Andy Schleck avait à la fois raison et tort. Invité cette semaine à donner son avis sur Philippe Gilbert avant l'Amstel Gold Race, le Luxembourgeois avait estimé que son collègue belge était "très fort et à ne pas négliger", mais aussi qu'il le trouvait "mieux sur un parcours comme le Tour des Flandres que sur les Ardennaises". Dimanche, Gilbert était effectivement très fort, comme l'avait prédit le cadet des Schleck. Il était, en fait, tout simplement le plus fort. Sa victoire, la première d'un belge dans l'épreuve néerlandaise depuis 16 ans, ne souffre aucune contestation.

    En l'absence d'Alejandro Valverde, bloqué au pays par le nuage de cendres islandais, Gilbert apparaissait à beaucoup comme le principal favori de l'Amstel. Il a amplement justifié ce statut en s'imposant au sommet du Cauberg. Mieux, il y a mis la manière. Car autant l'édition 2009 avait déçu par l'apathie de ses principaux prétendants, ouvrant la voie à la victoire d'un outsider, celle de Serguei Ivanov, qui avait devancé Karsten Kroon sur la ligne, autant cette fois, les ténors ont fait honneur à leur rang. Lorsque la course a réellement débuté dans les 30 derniers kilomètres, une fois la jonction opérée avec les six courageux de l'échappée matinale, l'Amstel a tenu ses promesses.

    Les Schleck un peu juste

    D'Andy Schleck à Cadel Evans, de Damiano Cunego à Frank Schleck, les costauds ont mis le nez à la porte, accélérant à tour de rôle. Andy Schleck fut l'un des premiers à secouer le cocotier, dès le Kruisberg et l'Eyserbosweg, à 20 kilomètres de l'arrivée environ. Il paraissait fluide, mais la précocité de ses escarmouches trahissait en réalité davantage de faiblesses que de forces. On allait s'en apercevoir quelques minutes plus tard. Dans le Keutenberg, quand le rythme monta d'un cran supplémentaire, il devint clair que le cadet des Schleck n'avait pas les moyens de s'imposer. Les deux plus impressionnants étaient alors Serguei Ivanov et Philippe Gilbert. Déjà.

    A 11 kilomètres du but, Gilbert a alors placé une première très grosse attaque. Mais l'entente de ses quatre poursuivants, un groupe royal avec le vainqueur 2009 (Ivanov), le vainqueur 2008 (Cunego) et le lauréat 2006 (Frank Schleck) sans oublier le toujours dangereux Alexandre Kolobnev, a condamné l'offensive du Belge. On pouvait dès lors craindre que sa chance soit passée pour de bon. On se trompait. Kolobnev, en contrant, allait tenter la sienne. Il devait tenir jusqu'au pied du Cauberg, avant de se faire avaler à 650 mètres de la ligne. C'est à la fois peu après 258 kilomètres de course, et beaucoup dans une ascension comme le Cauberg. Tout était donc à refaire mais la dernière attaque de Philippe Gilbert allait être la bonne. Cette fois, personne n'allait revoir le Wallon, qui pouvait se permettre de lever le poing bien avant la ligne, ses deux premiers poursuivants, Ryder Hesjedal (Garmin-Transitions) et Enrico Gasparotto (Astana) étant à distance respectable. Tous les autres avaient rendu les armes.

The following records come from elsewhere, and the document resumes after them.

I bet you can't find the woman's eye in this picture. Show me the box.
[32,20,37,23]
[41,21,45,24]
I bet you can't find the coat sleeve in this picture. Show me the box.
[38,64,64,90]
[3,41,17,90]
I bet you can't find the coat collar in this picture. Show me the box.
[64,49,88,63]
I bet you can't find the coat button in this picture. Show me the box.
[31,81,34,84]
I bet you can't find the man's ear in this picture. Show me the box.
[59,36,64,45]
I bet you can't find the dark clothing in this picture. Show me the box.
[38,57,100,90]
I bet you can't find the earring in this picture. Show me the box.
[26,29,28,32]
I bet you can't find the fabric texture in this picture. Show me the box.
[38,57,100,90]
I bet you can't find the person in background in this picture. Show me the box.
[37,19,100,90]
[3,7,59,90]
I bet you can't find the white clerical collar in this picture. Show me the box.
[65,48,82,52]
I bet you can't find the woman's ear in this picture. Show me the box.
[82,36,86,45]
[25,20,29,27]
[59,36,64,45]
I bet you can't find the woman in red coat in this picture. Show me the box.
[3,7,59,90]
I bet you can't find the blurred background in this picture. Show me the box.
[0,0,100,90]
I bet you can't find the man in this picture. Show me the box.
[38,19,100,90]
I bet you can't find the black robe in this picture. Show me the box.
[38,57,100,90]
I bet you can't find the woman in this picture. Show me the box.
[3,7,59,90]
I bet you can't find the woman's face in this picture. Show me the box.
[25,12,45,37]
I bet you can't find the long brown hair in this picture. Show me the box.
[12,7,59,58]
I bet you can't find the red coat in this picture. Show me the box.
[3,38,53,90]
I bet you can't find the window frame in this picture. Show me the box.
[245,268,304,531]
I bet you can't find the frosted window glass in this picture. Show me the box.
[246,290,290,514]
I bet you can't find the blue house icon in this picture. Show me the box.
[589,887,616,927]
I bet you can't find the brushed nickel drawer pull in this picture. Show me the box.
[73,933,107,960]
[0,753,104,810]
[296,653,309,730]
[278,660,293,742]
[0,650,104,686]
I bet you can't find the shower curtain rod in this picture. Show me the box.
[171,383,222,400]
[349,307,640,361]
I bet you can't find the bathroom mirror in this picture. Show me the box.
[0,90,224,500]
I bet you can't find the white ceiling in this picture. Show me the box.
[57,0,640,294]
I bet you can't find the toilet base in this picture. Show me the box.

    C'est un soulagement pour Philippe Gilbert, souvent placé en ce printemps 2010 mais jamais gagnant. Ça l'est plus encore pour son équipe, Omega Pharma Lotto, qui était toujours en quête de sa première victoire en 2010, aussi incroyable que cela puisse paraître pour une formation de ce calibre. Mais ça valait le coup d'attendre. "C'est mieux de gagner une classique comme celle-ci que cinq succès dans une petite course par étapes", s'est d'ailleurs amusé Gilbert. L'ancien protégé de Marc Madiot est en train de se bâtir un joli palmarès. Son fabuleux automne 2009 (victoires dans Le Tour du Piémont, la Coppa Sabatini, Paris-Tours et le Tour de Lombardie) lui a donné définitivement une nouvelle dimension. Ce triomphe dans l'Amstel vient le confirmer. Il est d'autant plus probant qu'il était annoncé.